I train a ConvNet for an image classification task. When I train the Network, I get following results for the loss function on training data:
before first epoch: 1.099
after first epoch: 1.094
after second epoch: 0.899
after third epoch: 0.713
after fourth epoch: 0.620722375
after fifth epoch: 0.532505135
Why does the decrease of loss function starts at second epoch? Why is there no decrease after first epoch?
Thanks in advance.
Keras calculates the loss on training data while it is training. So, for the first epoch, samples in start perform way poor (because the model is not trained yet) and as the training progresses, model actually becomes better but due to poor loss on starting samples, overall loss looks poor.
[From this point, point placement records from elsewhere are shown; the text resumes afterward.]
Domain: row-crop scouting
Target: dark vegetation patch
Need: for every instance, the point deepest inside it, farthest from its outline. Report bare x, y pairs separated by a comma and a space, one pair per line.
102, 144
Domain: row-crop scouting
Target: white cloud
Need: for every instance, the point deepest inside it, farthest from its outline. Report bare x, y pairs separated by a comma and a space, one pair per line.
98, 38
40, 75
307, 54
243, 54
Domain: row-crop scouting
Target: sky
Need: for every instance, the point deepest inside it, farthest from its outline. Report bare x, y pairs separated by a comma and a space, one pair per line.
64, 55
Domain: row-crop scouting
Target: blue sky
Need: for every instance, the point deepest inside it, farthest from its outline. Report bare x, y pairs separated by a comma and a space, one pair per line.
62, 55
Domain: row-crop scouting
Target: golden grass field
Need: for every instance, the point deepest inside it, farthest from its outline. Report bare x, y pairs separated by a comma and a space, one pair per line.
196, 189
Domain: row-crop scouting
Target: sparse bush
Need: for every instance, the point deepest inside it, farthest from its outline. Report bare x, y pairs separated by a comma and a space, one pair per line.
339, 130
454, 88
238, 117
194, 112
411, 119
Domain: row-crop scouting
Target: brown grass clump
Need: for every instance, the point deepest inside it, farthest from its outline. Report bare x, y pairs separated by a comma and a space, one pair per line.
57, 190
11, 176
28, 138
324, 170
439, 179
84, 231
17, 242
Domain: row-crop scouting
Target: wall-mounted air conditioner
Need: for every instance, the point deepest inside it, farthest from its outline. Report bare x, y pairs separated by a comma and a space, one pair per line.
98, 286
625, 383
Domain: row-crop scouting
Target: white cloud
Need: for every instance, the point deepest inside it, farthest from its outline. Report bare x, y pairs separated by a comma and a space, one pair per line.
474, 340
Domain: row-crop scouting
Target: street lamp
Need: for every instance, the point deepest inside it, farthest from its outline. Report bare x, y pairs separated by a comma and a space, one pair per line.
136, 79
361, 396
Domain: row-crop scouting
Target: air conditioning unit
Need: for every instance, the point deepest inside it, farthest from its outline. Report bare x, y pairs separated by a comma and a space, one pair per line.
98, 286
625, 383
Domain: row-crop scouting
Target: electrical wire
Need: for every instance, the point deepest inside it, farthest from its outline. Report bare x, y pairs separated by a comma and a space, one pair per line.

On a side note, you can check validation loss which is calculated after the epoch and that'll be much better indicator of the true loss.
The loss is decreasing but it's hard to say without looking at the variables why it barely decreased in the first epoch and it decreased more later. Probably the model took a while to find the way to minimize the function and in the second epoch the optimizer could minimize the loss function better.
That is one confusing bit that tends to get ignored, because it usually does not have a notable impact. A typical training loop may look something like this
import tensorflow as tf
# Build graph
# ...
loss = ...
train_op = ...
with tf.Session() as sess:
while keep_training:
_, current_loss = sess.run([train_op, loss], feed_dict={...})
# ...
The thing is, when you call sess.run there, the loss value that you get is computed before updating the weights. loss is the value that is used to optimize the model, so it is computed and then back-propagated to compute the updates to the weights applied by train_op, so it cannot possibly use the new weights, as it is needed to get compute those in the first place! You could add another loss operation to the graph that is evaluated after train_op, but that would require evaluating each batch twice, and anyway you will see the new loss value in the next iteration. As I said, most times this is not important, but for example if you want to find out at what exact point some weights became NaN or something like that it can be misleading.